Other countries have large, politically active _diasporas_ – India, for example, but none is as well known as the Israeli/Jewish lobby. But, bear in mind, that:

•	Jews are anything but monolithic. Not all Jews support Israel; few offer anything like uncritical support; and

•	The Arabs have more money and they, too, are politically active –especially in funding candidates and on publicizing their grievances and Israel’s _transgressions_. The Arabs are winning the PR war, but Israel is doing a good job at keeping the Iran issue high on the agenda.

The second issue, nuclear weapons and a perception, at least, that Israel will not accept US _guidance_ on their use, is, probably, a more potent force.

The Israelis can destroy everything the Americans value in the Middle East.

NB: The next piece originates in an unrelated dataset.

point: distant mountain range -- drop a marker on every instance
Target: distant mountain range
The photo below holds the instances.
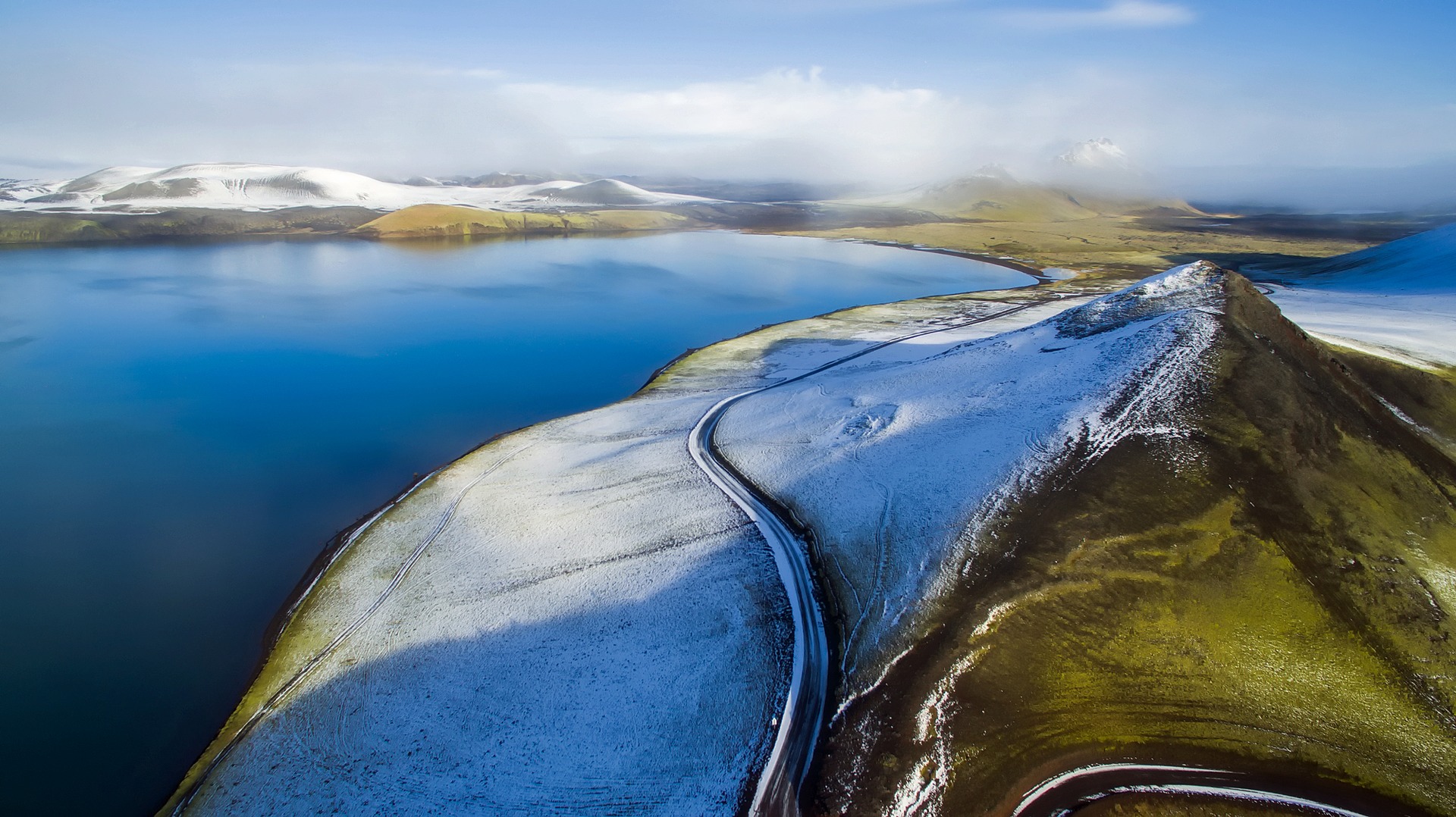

In fact the Israelis can destroy a lot of the Middle East, period. I think the Israelis work very, very hard to persuade one and all that they have a 100% independent nuclear strike capability and that they, and only they, will decide when, where and how to use them – based solely on the Israeli government’s perception of Israel’s vital interests. So long as the US President _believes_ that to be true the Israeli PM can get him on the phone.

But, if it's true, it’s not something that one wants to do too often, I think and I also think that *Olmert is a fool to brag* about it – even in the dying days of the Bush administration. Americans don’t like being kicked around and I guarantee that President Elect Obama is somewhat rankled by the story – true or not.


----------



## belka (15 Jan 2009)

Bo said:
			
		

> http://news.yahoo.com/s/afp/20090112/pl_afp/mideastconflictgazaolmertusrice_newsmlmmd
> 
> I wonder if any other country's PM could call up President Bush and tell him how to vote at the UN Security Council?



The US has already called this story 100% BS and untrue.


----------



## Michael OLeary (15 Jan 2009)

belka said:
			
		

> The US has already called this story 100% BS and untrue.



It doesn't have to be true for the conspiracy theorists to pick it up and run with it as if it were so.


----------



## Edward Campbell (15 Jan 2009)

It's not the first time a similar story has run. It's a fairly common way to attempt to drive a wedge between America and Israel.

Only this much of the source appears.